In the mid-1970s, Harvard was hemorrhaging support staffers. Their average employment spanned one to two years, costing the University greatly in recruitment, training, and retraining.
Something needed to change.
Considerable change was already underway in the University’s continuing education programs. In 1975, then-President Derek Bok and FAS Faculty Dean Henry Rosovsky hired Michael Shinagel, Ph.D. ’64, to lead the newly restructured continuing education programs, pulling University Extension, the Summer School, the Alumni College, and special students (individuals pursuing graduate-level study without entering degree programs) together under one roof for the first time. With the support of Dan Cantor, then director of personnel, a plan took shape to offer employees reduced tuition rates at the Extension School.

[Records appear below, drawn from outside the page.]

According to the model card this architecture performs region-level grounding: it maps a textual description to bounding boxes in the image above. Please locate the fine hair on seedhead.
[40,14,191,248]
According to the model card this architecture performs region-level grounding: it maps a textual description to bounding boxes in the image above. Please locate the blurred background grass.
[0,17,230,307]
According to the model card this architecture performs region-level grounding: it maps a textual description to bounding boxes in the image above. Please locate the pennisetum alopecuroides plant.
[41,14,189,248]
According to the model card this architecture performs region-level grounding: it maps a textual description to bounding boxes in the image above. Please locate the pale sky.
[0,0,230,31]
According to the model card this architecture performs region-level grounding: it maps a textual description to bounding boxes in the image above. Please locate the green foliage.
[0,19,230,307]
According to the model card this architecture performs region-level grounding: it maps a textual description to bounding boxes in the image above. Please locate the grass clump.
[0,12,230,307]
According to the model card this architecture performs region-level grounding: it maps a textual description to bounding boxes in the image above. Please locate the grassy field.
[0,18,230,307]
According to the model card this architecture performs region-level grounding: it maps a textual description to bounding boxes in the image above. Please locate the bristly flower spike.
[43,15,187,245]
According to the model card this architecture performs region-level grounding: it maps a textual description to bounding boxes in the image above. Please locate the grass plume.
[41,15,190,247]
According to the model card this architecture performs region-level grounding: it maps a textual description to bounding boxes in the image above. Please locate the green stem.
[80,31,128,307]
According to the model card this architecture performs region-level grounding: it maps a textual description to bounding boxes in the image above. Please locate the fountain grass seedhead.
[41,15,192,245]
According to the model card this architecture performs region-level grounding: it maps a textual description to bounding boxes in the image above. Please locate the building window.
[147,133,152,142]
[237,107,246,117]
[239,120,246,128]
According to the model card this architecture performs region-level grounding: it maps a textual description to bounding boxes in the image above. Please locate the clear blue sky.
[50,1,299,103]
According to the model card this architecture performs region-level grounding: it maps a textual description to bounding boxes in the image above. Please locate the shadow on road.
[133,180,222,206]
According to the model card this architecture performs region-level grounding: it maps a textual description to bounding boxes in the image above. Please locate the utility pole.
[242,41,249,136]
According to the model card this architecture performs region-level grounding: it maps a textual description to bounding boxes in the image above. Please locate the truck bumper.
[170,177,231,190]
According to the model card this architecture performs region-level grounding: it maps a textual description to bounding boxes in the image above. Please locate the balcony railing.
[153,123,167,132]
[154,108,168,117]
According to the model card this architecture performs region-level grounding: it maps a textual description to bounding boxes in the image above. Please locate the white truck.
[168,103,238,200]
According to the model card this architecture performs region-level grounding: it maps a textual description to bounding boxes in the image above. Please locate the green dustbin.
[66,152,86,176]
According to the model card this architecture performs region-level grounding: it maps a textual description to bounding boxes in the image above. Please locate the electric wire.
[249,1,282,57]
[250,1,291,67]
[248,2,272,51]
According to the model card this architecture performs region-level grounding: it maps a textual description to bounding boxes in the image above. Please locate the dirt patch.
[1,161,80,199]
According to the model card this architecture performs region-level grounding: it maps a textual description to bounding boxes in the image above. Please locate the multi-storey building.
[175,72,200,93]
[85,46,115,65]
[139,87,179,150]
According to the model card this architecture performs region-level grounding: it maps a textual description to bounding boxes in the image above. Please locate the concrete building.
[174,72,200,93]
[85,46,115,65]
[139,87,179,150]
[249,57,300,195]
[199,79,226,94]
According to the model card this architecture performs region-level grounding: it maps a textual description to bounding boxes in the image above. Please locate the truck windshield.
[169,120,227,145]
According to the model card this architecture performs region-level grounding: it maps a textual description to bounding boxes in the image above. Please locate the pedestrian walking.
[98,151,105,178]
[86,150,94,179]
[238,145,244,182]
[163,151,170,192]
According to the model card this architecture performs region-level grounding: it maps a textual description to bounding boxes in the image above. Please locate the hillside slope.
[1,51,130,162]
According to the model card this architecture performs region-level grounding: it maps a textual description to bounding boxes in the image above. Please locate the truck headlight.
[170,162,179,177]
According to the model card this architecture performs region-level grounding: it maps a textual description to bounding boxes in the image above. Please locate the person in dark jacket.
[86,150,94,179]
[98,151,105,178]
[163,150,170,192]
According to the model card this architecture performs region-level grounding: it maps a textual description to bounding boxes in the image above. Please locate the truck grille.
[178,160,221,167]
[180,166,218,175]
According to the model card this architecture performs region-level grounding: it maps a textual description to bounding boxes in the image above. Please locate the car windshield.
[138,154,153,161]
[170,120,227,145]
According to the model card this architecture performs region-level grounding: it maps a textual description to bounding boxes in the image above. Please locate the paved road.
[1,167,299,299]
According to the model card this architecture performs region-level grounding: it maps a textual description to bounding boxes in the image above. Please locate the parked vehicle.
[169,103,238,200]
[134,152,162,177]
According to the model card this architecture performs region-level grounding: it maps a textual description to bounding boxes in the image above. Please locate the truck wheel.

“My argument was: We’re the primary educational institution in the world. That’s our product,” said Shinagel in his Wadsworth office, where he has settled in semi-retirement after 38 years as dean of the Division of Continuing Education. “Why don’t we make our education accessible to our staff?”
A year later, the Tuition Assistance Program (TAP) was born, eventually expanding to offer reduced tuition rates at several other University Schools. Together with the Tuition Reimbursement Program (TRP), which helps employees to fund their education at other accredited institutions, the program remains a big draw for current and would-be employees. In the 2016-17 year alone, just over 2,000 Harvard employees have taken advantage of TAP through the Extension School, a large jump from the 350 or so who first matriculated in the ’70s.
“It’s been a big boon to Harvard and to all the staff,” said Shinagel. “It speaks to Harvard as a premiere educational institution that has also looked after its own, mentoring staff and enabling them to achieve whatever they wanted to achieve.”
When TAP employees are asked why they embrace the program, they commonly cite their innate curiosity about the world and their desire to improve their lives.